In the scrapbooks of Mary W Riddle we found this undated and unattributed typed history of the factory. It appears to have been written in about 1922. The writer mentions the Merts and Riddle velocipede . The only two other references we have to the velocipede come from an early letterhead of Merts and Riddle and a brief menton in a 1938 article in the local paper. Both of these are below.
If you were to go to Ravenna, Ohio and ask a member of the Riddle family whether they have been established long, you would hear them answer with great pride, that they had been established in the vehicle business on the present site since the year 1830.
The one of the clan best known to hundreds of undertakers and vehicle men throughout these United States was Henry Warner Riddle, only recently deceased, his leadership having begun in 1861.
The factory has always been on its present site, having been established there in 1830 by N.D. and miletus (sp) Clark for the making of buggies.

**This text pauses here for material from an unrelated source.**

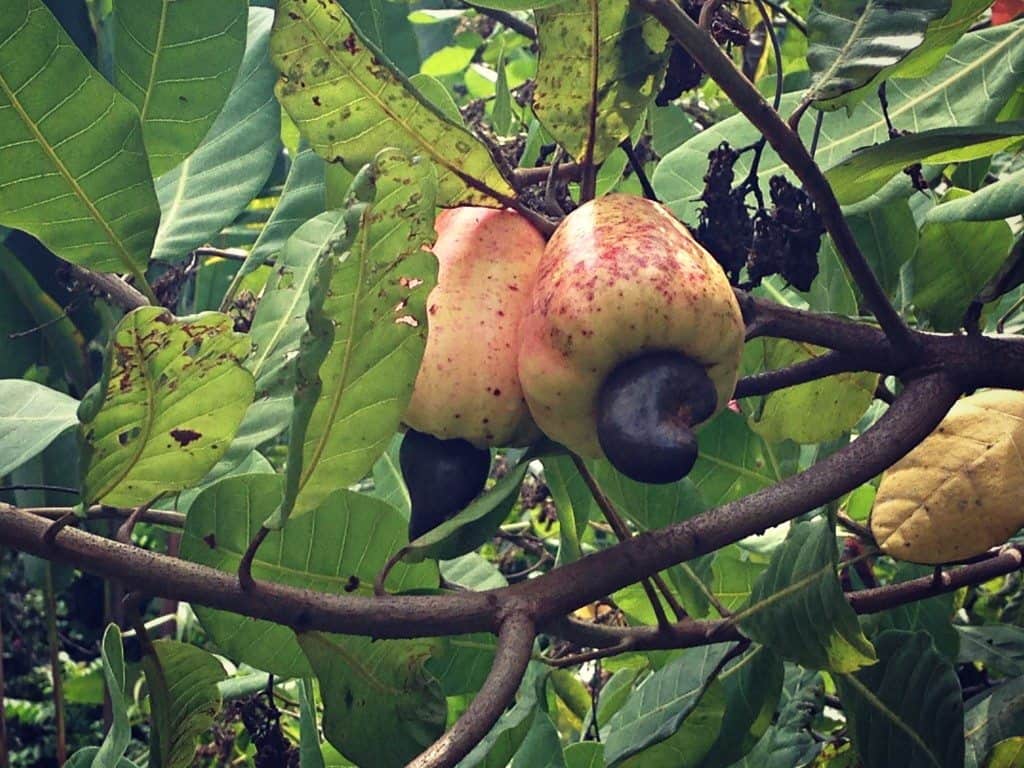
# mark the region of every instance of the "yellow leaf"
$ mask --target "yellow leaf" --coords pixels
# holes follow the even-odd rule
[[[963,398],[882,477],[871,531],[882,551],[946,563],[1004,543],[1024,525],[1024,393]]]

Mr. Riddle was born in Allegheny, PA, learning the trade of carriage building there during his late teens. Work at the bench was too slow for him and he took up the selling of buggies through Kentucky, taking a long string of buggies out through the country roads and peddling them from farm to farm.
At this time Mr. Riddle's brother-in-law, Mr. Charles Merts, of the latter firm of Merts & Riddle, was working for the Clark's in Ravenna. He sent for Mr. Riddle, who came north and together they leased the building and took over the business. From then on to his death in December, 1920, Mr. Riddle was a part and witnessed all the great changes that have taken place in road travel conveniences, up to our present time of motor driven vehicles.

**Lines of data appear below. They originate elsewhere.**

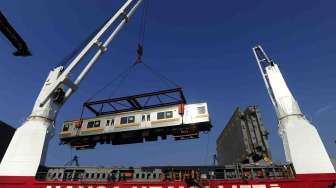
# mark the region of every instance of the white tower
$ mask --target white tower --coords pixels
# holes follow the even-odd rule
[[[261,46],[253,48],[278,121],[287,162],[297,174],[335,173],[316,128],[305,118],[278,68]]]

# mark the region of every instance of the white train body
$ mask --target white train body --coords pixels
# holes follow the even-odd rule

A tireless workman, always up to date, Mr. Riddle took up each new style in mode of travel as fast as they developed. At first it was buggies, then the sleigh and at the time he was married in 1966 he was just beginning the making of the old high wheel sulky. Mr. Riddle began a sulky at the time of his marriage and finished it on his return home, this being the last work he ever did at the bench, from then on devoting all his time to the management and selling of the product of his factory.
Among the interesting things that Mr. Riddle helped develop was the two wheel velocipede, making the first in this part of the country.
Mr. Riddle never could ride one but Mr. Merts rode the first one in this part of the country, attracting more attention at near-by Fairs than an aeroplane would now. It was hard to see how Mr. Merts would keep it upright.
In the early seventies they were making circus wagons for Sells, Forepaugh, Wallace and others and it was fun to hear Mr. Riddle tell how he had to travel from town to town with the circus through many cold, rainy spring days, waiting for the circus to have a few good crowds so he could get his money.
In was in the late seventies when they made their first step from light into heavy work. At this time they began the building of coaches and hearses for the liveryman and undertaker and this is where they got their real stride, the business having continued steadily ever since, until today when the Riddle Manufacturing Co. is building not coaches and hearses, but motor driven limousines, sedans and motor funeral cars.
As in the early days when they built the body, gear and wheels, everything, but the horse, today it is the body, chassis and even the horse power, that is completely built in this modern factory.
It is also a source of some pride to these old timers that they have successfully weathered three disasters and many panics. On the 11th day of August, 1871 they burned to the ground and again on June 28, 1903 fire wiped them out. The third disaster to the horse drawn, business was the coming of the motor, which Mr. Riddle said looked almost insurmountable to him and his customers, who must sacrifice so much. Both found a way, Mr. Riddle prospered and so have his customers
Webmaster's note: at the bottom of the typed page is a handwritten note in pencil:
Business closed in Dec. 1925
Saturday, Nov 19, 1938
The Good Old Days in Portage County
by E. Y. Lacy
45 YEARS AGO
"Manufactured in 1868 by Merts and Riddle, of Ravenna, O., was the inscription attached to a bicycle exhibited in the show window Of an Alliance store in April 1894.
The weight of the machine was 68 pounds and the cost $150. Many people at that time remembered when this widely known company was making the wheels and recalled that the late Charles Mertz was the first to master the fine art of writing the "pesky thing."